Abstract: The amount of CO2 emitted per kilowatt-hour on an electricity grid varies by time of day and substantially varies by location due to the types of generation. Networked collections of warehouse scale computers, sometimes called Hyperscale Computing, emit more carbon than needed if operated without regard to these variations in carbon intensity. This paper introduces Google's system for Carbon-Intelligent Compute Management, which actively minimizes electricity-based carbon footprint and power infrastructure costs by delaying temporally flexible workloads. The core component of the system is a suite of analytical pipelines used to gather the next day's carbon intensity forecasts, train day-ahead demand prediction models, and use risk-aware optimization to generate the next day's carbon-aware Virtual Capacity Curves (VCCs) for all datacenter clusters across Google's fleet. VCCs impose hourly limits on resources available to temporally flexible workloads while preserving overall daily capacity, enabling all such workloads to complete within a day. Data from operation shows that VCCs effectively limit hourly capacity when the grid's energy supply mix is carbon intensive and delay the execution of temporally flexible workloads to "greener" times.
Bibtex (copy):Annotation
This paper presents Google’s Carbon-Intelligent Computing System (CICS), that uses carbon-intensity data to shift datacenter jobs in time.
Based on carbon-intensity and power cost, the system computes a metric named virtual capacity curve (VCC) that limits the amount of CPU resources available in a cluster. This metric is then used by the system instead of the existing default/real cluster capacity that is typically used by job schedulers. This approach makes the system scheduler agnostic, making it more modular.
Internally, this strategy uses cpu usage as a proxy of memory, disk, and power usage. Hence the estimated power consumption of a given task is only based on the required cpu-load. However, it is not clear how the cpu-load is defined for a given task.
Tasks are divided between flexible and inflexible – I assume this is specified by the users, although it was not entirely clear. Hence, task shifting is only affecting flexible workload.

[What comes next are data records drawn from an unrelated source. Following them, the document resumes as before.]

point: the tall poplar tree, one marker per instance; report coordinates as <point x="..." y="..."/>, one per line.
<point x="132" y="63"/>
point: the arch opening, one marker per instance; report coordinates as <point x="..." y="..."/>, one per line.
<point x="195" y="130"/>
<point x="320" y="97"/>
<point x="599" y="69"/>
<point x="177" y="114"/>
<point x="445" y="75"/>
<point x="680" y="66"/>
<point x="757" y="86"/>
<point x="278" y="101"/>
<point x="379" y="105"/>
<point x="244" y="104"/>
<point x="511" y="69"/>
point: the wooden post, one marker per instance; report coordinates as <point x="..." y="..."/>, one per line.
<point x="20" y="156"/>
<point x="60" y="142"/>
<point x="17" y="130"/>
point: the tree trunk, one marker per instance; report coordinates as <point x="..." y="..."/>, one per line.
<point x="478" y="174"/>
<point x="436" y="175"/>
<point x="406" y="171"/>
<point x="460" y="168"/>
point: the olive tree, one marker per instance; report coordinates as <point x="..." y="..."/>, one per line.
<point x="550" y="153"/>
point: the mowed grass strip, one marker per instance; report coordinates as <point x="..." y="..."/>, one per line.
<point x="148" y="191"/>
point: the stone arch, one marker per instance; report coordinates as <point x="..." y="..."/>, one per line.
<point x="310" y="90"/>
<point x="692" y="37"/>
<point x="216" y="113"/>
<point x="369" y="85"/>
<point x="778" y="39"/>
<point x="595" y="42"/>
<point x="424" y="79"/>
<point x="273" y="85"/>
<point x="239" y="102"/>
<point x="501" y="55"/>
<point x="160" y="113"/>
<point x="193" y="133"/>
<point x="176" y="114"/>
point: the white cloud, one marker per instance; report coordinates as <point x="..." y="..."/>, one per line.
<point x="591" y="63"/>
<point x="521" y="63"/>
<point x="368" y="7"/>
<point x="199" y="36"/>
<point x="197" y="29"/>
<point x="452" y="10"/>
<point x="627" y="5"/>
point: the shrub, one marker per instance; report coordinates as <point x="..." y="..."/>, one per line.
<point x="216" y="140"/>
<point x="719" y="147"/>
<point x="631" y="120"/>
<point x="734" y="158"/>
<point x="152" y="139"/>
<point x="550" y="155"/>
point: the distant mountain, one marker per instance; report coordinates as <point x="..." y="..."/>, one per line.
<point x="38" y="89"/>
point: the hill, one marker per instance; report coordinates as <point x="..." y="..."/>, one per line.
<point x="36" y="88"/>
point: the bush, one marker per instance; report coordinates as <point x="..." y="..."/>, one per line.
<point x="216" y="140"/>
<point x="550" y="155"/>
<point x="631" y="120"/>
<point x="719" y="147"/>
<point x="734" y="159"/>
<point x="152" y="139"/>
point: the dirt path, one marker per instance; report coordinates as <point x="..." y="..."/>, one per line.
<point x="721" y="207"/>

Flexible load is considered shapeable/shiftable as long as its total daily compute (CPU) demand is preserved. Moreover, if a cluster’s daily flexible demand is not met, the Carbon-Intelligent system is stopped for a week, allowing the forecasting models to adapt before reactivating it again.
Since the system forecasts VCC values, it allocates jobs according to it: i.e., if the carbon intensity is expected to be high before finishing a given task it might not start in the first place. More details are given in the paper when discussing the ramp-down period. Because of that, I would argue that it does not seem to perform well if there are sudden changes in carbon intensity. This is not critical because carbon intensity seems to have smooth variations at the hour-level.

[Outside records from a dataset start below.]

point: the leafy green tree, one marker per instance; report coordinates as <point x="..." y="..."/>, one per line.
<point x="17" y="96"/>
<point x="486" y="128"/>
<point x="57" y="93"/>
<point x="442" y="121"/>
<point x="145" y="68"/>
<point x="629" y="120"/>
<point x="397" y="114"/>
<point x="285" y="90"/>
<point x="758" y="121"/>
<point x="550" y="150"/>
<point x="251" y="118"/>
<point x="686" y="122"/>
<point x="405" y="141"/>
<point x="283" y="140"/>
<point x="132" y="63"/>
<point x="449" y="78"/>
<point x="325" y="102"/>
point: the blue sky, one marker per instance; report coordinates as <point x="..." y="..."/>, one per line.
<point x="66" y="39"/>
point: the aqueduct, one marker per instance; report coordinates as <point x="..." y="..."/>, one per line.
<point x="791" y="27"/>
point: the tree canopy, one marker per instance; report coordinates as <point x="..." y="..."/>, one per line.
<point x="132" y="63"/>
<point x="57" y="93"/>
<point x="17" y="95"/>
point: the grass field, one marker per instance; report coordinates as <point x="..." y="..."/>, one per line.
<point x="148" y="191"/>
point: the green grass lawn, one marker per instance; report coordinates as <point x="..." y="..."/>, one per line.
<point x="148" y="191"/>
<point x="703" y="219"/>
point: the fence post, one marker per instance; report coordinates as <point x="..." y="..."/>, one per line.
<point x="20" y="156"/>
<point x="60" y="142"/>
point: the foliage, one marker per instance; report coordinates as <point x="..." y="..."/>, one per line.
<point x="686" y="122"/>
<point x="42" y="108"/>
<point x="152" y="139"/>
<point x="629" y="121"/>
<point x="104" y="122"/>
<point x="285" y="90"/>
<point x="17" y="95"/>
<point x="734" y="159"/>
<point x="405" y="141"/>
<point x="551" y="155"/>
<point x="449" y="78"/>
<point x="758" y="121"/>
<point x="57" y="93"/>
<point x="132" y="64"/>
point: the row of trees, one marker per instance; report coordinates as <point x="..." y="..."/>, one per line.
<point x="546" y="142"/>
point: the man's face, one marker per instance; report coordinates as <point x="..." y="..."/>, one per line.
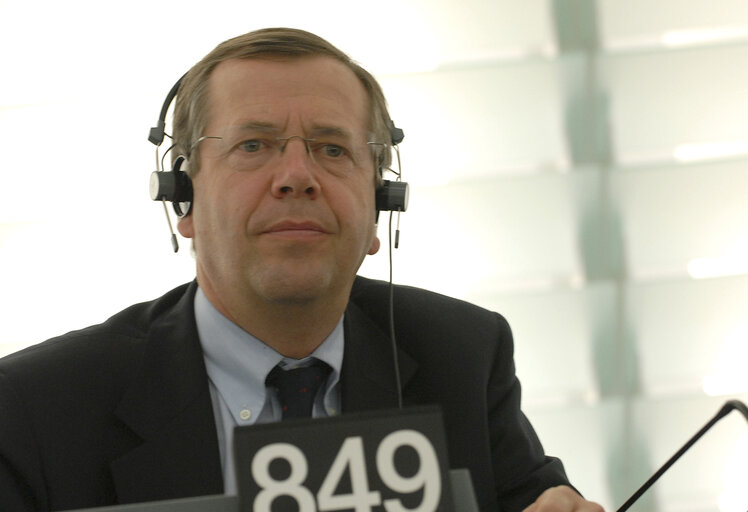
<point x="281" y="227"/>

Carbon intensity data is collected using electricityMap.org (previous Tomorrow). However, instead of using the carbon footprint directly, the system computes a cost metric in dollars using a factor expressed in dollars per kilogram of CO2 emitted. What’s more, they factor in an estimation of infrastructure costs driven by clusters peak power consumption, reducing demand for future infrastructure builds required to support peak workload. Although, this is not related to the power bill directly, it reduces the environmental impact of having the infrastructure in place – and, obviously, it reduces costs.
Future work will consider spatial-flexibility, shifting workload to datacenters in different location based on expected carbon intensity. The authors anticipate some challenges since load shifting to other locations has overheads that can increase the overall carbon emissions. Hence, there are plans to develop new models that explicitly characterise spatially flexible demand while considering rebound effects.
While this solution is not targeting AI systems in particular, machine learning tasks can easily fit the definition of flexible jobs. In fact, this is mentioned in the paper. It would be interesting to see how some of these ideas can be exported to generic contexts, beyond the Google setting and the order of magnitude of savings in terms of carbon emissions.